That's pretty good for an auto (not an SMG type).

But I wouldn't touch an IS350, even if it had a manual, since you can't disable traction control.


----------



## Chris90 (Apr 7, 2003)

hts said:


> I'll throw my two pesos into this discussion.
> 
> I too traded in a '97 GS-R for an '01 330i (Sport package, etc.). I think I traded down. This car is so much less fun to drive, I've just about decided to get rid of it.
> 
> ...


Hmm, now you're scaring me - I'm shopping for a ZHP. I know it won't be the most fun car, but hopefully the ZHP improvement make it more fun than your '01.


----------



## Cliff330i (Feb 18, 2002)

Robg, clear out your PM box. I am going to send you something.


----------



## hts (Dec 19, 2001)

i've seen reports on the 350's 0-60 ranging anywhere from 5.6-6.0.

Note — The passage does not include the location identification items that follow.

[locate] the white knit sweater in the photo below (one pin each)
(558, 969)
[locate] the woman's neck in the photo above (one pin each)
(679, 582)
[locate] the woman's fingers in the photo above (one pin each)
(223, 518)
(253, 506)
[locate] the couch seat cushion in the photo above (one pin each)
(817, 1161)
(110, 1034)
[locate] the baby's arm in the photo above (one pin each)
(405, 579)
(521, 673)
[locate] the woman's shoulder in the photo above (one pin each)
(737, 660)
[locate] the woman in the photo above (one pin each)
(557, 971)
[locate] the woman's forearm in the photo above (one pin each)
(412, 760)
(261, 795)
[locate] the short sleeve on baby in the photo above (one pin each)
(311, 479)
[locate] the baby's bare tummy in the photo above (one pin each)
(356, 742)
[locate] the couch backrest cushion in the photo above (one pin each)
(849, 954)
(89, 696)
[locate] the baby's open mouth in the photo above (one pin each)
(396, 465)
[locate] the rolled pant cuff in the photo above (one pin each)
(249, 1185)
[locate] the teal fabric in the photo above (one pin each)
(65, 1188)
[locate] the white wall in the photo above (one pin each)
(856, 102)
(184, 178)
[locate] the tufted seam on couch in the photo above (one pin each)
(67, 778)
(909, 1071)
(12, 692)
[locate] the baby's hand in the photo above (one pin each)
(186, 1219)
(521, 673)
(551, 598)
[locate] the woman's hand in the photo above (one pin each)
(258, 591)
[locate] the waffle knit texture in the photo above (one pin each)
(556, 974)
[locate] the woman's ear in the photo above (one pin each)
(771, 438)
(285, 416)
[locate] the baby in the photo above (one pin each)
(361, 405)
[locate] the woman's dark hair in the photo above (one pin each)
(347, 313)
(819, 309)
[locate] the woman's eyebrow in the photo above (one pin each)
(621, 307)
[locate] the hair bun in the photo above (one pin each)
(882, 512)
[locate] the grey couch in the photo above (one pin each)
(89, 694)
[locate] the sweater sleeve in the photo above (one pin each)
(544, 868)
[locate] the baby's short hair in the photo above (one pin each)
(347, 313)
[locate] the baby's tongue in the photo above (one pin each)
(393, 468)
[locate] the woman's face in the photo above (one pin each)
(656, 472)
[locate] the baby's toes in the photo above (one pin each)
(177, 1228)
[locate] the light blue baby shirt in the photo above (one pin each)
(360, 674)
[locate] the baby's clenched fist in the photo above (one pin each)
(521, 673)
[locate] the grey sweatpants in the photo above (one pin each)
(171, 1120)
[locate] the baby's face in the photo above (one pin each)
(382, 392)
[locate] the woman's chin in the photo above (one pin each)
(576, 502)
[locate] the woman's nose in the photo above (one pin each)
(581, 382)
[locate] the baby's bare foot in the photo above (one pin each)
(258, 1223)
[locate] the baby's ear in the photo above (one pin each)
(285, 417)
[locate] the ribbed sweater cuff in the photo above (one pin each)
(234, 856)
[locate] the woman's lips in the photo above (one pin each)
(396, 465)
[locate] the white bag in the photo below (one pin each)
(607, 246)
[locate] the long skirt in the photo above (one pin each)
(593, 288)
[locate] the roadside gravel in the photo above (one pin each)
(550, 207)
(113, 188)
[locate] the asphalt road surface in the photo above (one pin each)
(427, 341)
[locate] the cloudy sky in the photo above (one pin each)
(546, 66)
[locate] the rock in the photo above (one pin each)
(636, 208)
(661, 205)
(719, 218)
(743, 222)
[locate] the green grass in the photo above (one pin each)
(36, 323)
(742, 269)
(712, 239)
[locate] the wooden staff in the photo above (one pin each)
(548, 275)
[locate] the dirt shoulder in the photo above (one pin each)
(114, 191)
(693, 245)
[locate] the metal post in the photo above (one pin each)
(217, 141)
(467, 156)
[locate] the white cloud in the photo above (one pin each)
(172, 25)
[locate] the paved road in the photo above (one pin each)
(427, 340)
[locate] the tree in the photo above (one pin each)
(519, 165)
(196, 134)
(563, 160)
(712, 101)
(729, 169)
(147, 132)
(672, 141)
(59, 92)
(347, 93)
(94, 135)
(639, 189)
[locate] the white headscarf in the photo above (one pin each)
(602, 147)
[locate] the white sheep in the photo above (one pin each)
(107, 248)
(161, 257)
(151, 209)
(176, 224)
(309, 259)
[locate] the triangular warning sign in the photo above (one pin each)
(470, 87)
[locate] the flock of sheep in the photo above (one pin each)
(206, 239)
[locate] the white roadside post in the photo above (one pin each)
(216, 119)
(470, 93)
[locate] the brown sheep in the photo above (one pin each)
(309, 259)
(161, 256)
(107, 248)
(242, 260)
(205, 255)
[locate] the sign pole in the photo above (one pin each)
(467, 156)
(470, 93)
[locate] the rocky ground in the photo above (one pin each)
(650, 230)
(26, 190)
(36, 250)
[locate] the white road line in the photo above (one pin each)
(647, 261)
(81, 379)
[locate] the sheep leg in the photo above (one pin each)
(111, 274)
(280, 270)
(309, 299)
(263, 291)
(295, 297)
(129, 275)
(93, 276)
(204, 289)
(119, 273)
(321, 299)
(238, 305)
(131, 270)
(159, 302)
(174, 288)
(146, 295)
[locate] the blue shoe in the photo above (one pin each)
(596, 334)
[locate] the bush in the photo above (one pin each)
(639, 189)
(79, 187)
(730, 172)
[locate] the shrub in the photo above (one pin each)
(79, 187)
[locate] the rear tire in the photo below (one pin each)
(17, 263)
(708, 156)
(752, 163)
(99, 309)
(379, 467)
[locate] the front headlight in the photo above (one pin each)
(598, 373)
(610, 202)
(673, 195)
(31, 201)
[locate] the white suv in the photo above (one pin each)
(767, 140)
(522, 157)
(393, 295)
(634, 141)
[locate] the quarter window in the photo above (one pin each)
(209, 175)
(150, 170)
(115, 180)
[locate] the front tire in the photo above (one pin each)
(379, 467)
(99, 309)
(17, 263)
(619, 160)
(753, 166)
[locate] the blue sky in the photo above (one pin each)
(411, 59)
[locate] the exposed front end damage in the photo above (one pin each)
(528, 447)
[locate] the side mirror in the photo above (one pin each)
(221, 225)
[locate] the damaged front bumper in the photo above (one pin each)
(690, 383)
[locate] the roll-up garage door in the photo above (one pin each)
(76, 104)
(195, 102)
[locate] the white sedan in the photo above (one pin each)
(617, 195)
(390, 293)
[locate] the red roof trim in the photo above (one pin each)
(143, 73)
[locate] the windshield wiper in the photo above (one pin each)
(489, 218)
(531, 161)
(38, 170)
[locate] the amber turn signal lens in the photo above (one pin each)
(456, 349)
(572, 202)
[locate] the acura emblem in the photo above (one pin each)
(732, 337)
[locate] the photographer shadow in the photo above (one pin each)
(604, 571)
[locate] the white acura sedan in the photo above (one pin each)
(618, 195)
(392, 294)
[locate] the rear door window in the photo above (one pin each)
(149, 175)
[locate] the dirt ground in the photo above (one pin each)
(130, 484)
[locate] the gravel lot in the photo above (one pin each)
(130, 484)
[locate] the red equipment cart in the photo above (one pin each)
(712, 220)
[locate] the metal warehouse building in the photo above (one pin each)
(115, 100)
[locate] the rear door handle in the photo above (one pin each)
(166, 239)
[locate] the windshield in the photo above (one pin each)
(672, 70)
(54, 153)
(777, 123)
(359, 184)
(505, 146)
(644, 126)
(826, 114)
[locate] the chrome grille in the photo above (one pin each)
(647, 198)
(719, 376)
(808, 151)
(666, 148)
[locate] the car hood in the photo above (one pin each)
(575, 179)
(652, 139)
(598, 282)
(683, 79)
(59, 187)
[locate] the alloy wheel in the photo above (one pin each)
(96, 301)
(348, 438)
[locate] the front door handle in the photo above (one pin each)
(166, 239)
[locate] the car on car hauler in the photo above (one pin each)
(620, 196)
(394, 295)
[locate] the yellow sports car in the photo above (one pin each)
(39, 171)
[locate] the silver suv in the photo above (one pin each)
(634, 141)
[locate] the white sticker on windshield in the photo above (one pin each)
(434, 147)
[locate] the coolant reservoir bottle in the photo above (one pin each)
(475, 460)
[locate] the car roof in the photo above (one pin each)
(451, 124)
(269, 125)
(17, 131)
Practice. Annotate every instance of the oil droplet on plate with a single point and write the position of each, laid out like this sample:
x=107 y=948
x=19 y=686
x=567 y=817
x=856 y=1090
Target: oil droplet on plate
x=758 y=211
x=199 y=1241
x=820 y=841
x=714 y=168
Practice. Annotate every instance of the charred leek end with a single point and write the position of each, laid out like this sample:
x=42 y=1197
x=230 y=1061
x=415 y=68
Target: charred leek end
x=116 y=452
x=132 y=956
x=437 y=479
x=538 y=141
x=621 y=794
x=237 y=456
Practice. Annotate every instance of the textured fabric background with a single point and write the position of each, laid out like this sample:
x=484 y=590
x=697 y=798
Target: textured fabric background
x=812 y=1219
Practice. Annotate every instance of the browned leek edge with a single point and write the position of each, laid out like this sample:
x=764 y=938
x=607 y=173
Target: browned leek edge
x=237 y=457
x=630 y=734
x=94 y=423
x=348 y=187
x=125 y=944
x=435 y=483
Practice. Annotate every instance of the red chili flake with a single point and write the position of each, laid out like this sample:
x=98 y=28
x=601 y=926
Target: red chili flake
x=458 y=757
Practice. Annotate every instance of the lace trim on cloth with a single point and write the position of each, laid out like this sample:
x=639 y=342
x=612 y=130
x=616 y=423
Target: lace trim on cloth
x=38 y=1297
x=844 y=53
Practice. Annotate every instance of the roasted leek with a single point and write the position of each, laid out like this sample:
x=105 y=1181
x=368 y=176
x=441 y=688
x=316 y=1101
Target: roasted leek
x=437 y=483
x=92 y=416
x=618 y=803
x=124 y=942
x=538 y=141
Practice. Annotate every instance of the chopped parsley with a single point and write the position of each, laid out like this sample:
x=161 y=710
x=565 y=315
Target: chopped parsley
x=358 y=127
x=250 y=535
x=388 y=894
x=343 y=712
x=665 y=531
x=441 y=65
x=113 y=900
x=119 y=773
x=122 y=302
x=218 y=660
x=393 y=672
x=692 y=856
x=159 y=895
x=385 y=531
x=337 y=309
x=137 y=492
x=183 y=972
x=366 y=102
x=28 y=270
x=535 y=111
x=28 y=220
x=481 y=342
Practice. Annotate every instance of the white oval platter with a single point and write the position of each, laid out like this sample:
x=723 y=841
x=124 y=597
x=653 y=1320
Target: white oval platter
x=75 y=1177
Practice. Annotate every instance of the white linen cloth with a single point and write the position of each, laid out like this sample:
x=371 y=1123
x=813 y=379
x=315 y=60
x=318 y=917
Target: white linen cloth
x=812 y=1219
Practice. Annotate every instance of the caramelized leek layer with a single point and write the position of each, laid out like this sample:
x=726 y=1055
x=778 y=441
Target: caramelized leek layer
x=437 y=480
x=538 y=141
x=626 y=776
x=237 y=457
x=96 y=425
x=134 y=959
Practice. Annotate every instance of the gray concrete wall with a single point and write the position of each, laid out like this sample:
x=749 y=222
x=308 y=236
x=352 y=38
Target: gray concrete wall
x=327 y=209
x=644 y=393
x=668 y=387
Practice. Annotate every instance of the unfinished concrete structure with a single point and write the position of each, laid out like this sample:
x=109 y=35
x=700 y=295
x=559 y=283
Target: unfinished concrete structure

I suspect I'll be satisfied with anything in there. I will also test drive the M45 (the last time I drove it, it was on a lark, as I really was checking out the G35 6-speed again, and just became smitten by the interior of the M in the showroom, so we took it out for a spin).

I suppose I could also look into the cost of an extended warranty on my 330i (that'd prolly be cheaper than a whole new car).


----------



## bmw325 (Dec 19, 2001)

Cliff330i said:


> Robg, clear out your PM box. I am going to send you something.


Cliff, i just cleared it out.


----------



## racerdave (Sep 15, 2003)

mkh said:


> Hmm... go check out this issue of Road and Track, you may change your mind. A 0-60 of 6.0 sec and a 1/4 ml of 14.8 sec is not that impressive for a 305 hp car - yes, only 28 hp less than the M3, or 50 hp more than the current 330i and 70 hp more than my lowly ZHP :rofl:. You might rethink about keeping your 330i or looking at the M45.


Funny... Car and Driver did a comparison test, and the IS350 did 0-60 in 5.1, and the quarter in 13.7 at like 105 or something. Hardly slow. Easily spanked the manual 330 in a straight line (about 9 tenths slower at both 60 and 1/4).

Back on topic... if the TSX were RWD, I'd possibly be in one now.


----------